12 erros de teste A / B que vejo o tempo todo
Publicados: 2021-07-22O teste A / B é divertido. Com tantas ferramentas fáceis de usar, qualquer pessoa pode - e deve - fazer isso. No entanto, há mais do que apenas configurar um teste. Toneladas de empresas estão perdendo tempo e dinheiro.
Aqui estão os 12 erros de teste A / B que vejo as pessoas cometem repetidas vezes.
- Chamar testes A / B mais cedo;
- Não executando testes por semanas inteiras;
- Fazer testes A / B sem tráfego suficiente (ou conversões);
- Não basear os testes em uma hipótese;
- Não enviar dados de teste para o Google Analytics;
- Perder tempo e tráfego em testes estúpidos;
- Desistir após o primeiro teste falhar;
- Falha em entender falsos positivos;
- Executar vários testes ao mesmo tempo em tráfego sobreposto;
- Ignorando pequenos ganhos;
- Não executando testes o tempo todo;
- Não estar ciente das ameaças de validade.
Você é culpado de cometer esses erros? Leia mais para descobrir.
1. Chamada de testes A / B antecipadamente
A significância estatística é a melhor evidência de que a versão A é realmente melhor do que a versão B - se o tamanho da amostra for grande o suficiente. A significância estatística de cinquenta por cento é um sorteio. Se você está chamando os testes a 50%, deve mudar de profissão. E não, 75% de confiança estatística também não é bom o suficiente.
Qualquer testador experiente teve muitas experiências nas quais uma variação "vencedora" com 80% de confiança acaba perdendo muito depois de ser colocado ao vivo em um site e exposto a mais tráfego.
Que tal 90%? Isso é muito bom, certo? Não. Não esta bom o suficiente. Você está realizando um experimento científico. Sim, você quer que seja verdade. Você quer que 90% ganhem, mas saber a verdade é mais importante do que declarar um vencedor.
Verdade> “ganhando”
Como otimizador, seu trabalho é descobrir a verdade. Você tem que colocar seu ego de lado. É humano se apegar à sua hipótese ou tratamento do projeto, e pode doer quando suas melhores hipóteses deixam de ser significativamente diferentes. Já estive lá, fiz isso. Verdade acima de tudo, ou tudo perde sentido.
Planejamento de teste A / B: como construir um processo que funcione
Um plano de teste A / B forte permitirá que você aumente sua receita e aprenda informações valiosas sobre seus clientes.

Este é um cenário comum, mesmo para empresas que testam muito: elas executam um teste após o outro por 12 meses, declaram vários vencedores e os distribuem.
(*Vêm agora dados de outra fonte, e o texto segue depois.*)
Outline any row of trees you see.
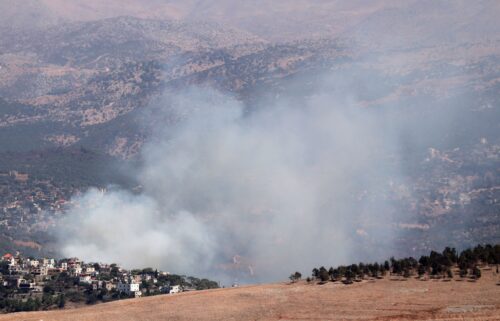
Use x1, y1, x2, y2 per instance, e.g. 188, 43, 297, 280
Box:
289, 244, 500, 283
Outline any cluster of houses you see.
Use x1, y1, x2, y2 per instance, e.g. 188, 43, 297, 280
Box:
0, 253, 182, 297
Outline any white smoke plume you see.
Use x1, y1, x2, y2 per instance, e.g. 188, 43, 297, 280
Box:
61, 77, 406, 282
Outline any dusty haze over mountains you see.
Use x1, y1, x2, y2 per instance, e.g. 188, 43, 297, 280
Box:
0, 0, 500, 281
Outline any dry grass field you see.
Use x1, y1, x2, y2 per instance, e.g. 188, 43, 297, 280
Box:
0, 270, 500, 321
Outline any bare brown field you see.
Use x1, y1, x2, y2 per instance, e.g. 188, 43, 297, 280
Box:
0, 270, 500, 321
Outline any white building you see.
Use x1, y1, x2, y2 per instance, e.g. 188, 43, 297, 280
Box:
79, 275, 92, 284
28, 260, 40, 268
168, 285, 181, 294
116, 282, 139, 295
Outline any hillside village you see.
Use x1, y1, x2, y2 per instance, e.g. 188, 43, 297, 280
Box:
0, 253, 219, 312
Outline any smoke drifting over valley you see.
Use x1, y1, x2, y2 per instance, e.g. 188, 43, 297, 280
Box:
58, 76, 420, 281
0, 0, 500, 284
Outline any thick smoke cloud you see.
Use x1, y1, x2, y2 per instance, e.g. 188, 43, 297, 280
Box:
61, 77, 406, 282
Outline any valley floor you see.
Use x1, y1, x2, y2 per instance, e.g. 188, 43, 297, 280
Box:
0, 270, 500, 321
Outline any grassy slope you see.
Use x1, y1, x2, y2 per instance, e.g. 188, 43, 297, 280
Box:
0, 270, 500, 321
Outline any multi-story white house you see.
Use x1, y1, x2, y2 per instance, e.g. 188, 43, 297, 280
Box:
168, 285, 181, 294
116, 282, 139, 295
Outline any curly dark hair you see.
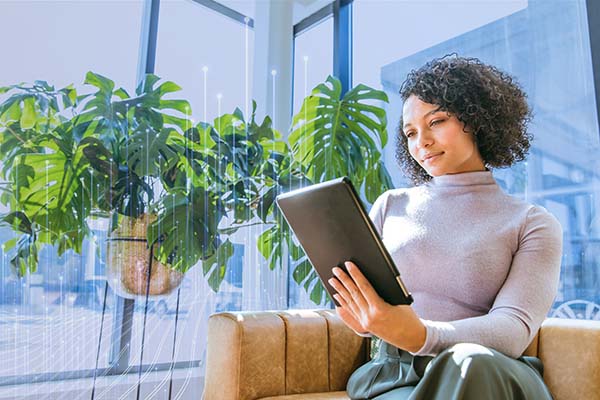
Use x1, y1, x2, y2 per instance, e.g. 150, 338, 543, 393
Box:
396, 54, 533, 185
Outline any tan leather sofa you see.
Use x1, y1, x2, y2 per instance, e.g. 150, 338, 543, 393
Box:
204, 310, 600, 400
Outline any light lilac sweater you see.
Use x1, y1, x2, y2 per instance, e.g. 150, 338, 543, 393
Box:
370, 171, 562, 358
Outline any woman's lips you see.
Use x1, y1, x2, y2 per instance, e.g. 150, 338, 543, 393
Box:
423, 151, 444, 163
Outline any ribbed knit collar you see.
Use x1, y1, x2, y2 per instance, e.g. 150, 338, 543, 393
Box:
429, 171, 496, 187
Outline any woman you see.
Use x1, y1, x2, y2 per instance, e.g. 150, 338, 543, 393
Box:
330, 56, 562, 400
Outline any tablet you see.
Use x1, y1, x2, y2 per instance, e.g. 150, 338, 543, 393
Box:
276, 177, 413, 305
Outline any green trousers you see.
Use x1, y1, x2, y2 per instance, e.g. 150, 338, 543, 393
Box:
347, 342, 552, 400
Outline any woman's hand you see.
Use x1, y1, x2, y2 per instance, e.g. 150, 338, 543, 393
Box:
329, 261, 427, 352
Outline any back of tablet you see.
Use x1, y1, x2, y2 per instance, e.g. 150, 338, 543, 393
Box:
276, 177, 413, 305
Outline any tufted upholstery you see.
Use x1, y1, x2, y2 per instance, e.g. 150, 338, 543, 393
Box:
204, 310, 600, 400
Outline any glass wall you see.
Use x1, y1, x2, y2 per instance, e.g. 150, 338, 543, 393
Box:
293, 17, 333, 114
0, 0, 143, 390
353, 0, 600, 319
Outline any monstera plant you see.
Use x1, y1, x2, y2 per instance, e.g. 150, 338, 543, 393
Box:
0, 72, 391, 304
258, 76, 392, 304
0, 73, 289, 296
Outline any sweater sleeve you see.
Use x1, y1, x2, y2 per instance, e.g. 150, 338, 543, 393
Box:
413, 206, 562, 358
369, 191, 390, 236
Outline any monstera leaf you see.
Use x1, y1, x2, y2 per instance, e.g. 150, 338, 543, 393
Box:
289, 76, 388, 183
272, 76, 392, 304
147, 187, 228, 280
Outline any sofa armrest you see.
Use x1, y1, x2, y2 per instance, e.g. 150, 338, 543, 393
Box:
538, 318, 600, 400
204, 310, 369, 400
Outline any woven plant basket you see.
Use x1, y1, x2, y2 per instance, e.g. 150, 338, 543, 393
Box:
106, 214, 183, 299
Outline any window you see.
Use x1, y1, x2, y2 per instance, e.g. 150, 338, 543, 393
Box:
0, 0, 143, 385
353, 0, 600, 319
293, 17, 333, 114
155, 0, 254, 122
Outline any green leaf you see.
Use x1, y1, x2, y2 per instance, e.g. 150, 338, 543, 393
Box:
202, 240, 234, 293
83, 71, 115, 95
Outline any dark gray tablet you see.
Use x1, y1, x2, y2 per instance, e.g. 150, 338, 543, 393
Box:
276, 177, 413, 305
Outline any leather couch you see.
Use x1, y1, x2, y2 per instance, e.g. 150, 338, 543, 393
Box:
204, 310, 600, 400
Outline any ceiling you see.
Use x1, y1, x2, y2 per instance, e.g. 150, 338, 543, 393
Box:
217, 0, 333, 24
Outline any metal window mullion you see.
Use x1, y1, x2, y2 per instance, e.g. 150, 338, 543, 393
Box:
585, 0, 600, 141
192, 0, 254, 28
109, 0, 160, 373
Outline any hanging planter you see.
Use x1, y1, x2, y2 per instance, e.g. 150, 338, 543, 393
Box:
106, 214, 184, 299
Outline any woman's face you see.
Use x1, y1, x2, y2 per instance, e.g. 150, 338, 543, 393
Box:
402, 95, 485, 176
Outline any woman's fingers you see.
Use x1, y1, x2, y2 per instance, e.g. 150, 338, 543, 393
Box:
333, 267, 368, 310
344, 261, 381, 305
329, 278, 361, 319
333, 293, 368, 334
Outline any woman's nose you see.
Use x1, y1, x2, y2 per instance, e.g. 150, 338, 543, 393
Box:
417, 132, 433, 147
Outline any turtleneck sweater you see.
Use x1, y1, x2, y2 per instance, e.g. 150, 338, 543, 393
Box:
370, 171, 562, 358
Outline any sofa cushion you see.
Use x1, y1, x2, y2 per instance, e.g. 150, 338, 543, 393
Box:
259, 392, 350, 400
538, 318, 600, 400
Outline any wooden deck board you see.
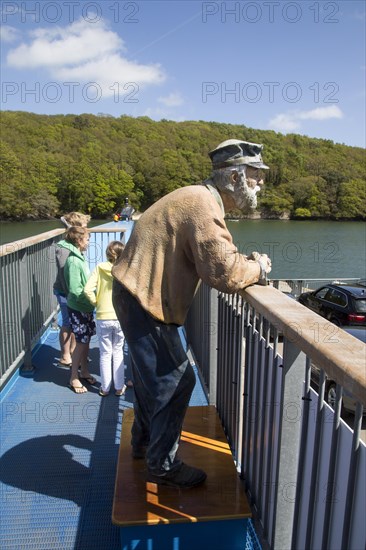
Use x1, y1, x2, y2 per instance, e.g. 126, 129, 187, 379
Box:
112, 406, 251, 526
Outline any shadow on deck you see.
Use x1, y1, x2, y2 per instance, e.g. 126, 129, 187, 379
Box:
0, 330, 207, 550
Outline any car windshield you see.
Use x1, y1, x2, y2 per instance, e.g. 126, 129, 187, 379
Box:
355, 298, 366, 313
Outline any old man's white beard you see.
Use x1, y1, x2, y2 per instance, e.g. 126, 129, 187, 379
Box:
232, 174, 260, 214
212, 167, 260, 214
Um ano depois, a taxa de conversão do site é a mesma de quando eles começaram. Acontece o tempo todo.
Por quê? Porque os testes são chamados muito cedo e / ou os tamanhos das amostras são muito pequenos. Aqui está uma explicação mais longa sobre quando interromper um teste A / B, mas em poucas palavras, você precisa atender a três critérios antes de declarar um teste concluído:
- Tamanho de amostra suficiente. Temos dados suficientes para fazer uma chamada. Você precisa pré-calcular o tamanho da amostra com uma calculadora de tamanho de amostra de teste A / B.
- Vários ciclos de vendas (2 a 4 semanas). Se você interromper o teste dentro de alguns dias (mesmo depois de atingir o tamanho de amostra exigido), estará colhendo uma amostra conveniente , não uma amostra representativa .
- Significância estatística de pelo menos 95% (valor de p de 0,05 ou menos) . Nota: O valor p não nos diz a probabilidade de que B seja melhor do que A. Aprenda tudo sobre valores p aqui.
Aqui está um exemplo antigo para ilustrar meu ponto. Dois dias depois de iniciar um teste, estes foram os resultados:

A variação que construí estava perdendo muito - em mais de 89% (sem sobreposição na margem de erro). Algumas ferramentas já o chamariam e diriam que a significância estatística era de 100%. O software que usei disse que a variação 1 tinha 0% de chance de vencer o controle. Meu cliente estava pronto para encerrar.
No entanto, como o tamanho da amostra era muito pequeno (pouco mais de 100 visitas por variação), persisti. Os resultados pareciam assim 10 dias depois:

Isso mesmo, a variação que tinha “0%” de chance de bater o controle agora estava ganhando com 95% de confiança.
Cuidado com as ferramentas de teste A / B que “acertam mais cedo”. Sempre verifique os números. A pior coisa que você pode fazer é confiar em dados imprecisos. Você perderá dinheiro e poderá perder meses de trabalho.
Qual o tamanho da amostra que você precisa?
Você não quer tirar conclusões com base em um tamanho de amostra pequeno. Uma boa estimativa é ter como objetivo pelo menos 350–400 conversões por variação .
Pode ser menor em certas circunstâncias - como quando a discrepância entre o controle e o tratamento é muito grande - mas os números mágicos não existem. Não fique preso a um número. Isso é ciência, não mágica.
Você deve calcular o tamanho da amostra necessário com antecedência usando calculadoras de tamanho de amostra como esta ou outras semelhantes.
E se a confiança ainda estiver abaixo de 95%?
Depois de atingir o tamanho de amostra necessário e testar um ciclo de negócios completo (ou dois), isso significa que não há diferença significativa entre as variações.
Verifique os resultados do teste em todos os segmentos para ver se a significância foi alcançada em um determinado segmento. Grandes insights estão nos segmentos, mas você também precisa de tamanho de amostra suficiente para cada segmento.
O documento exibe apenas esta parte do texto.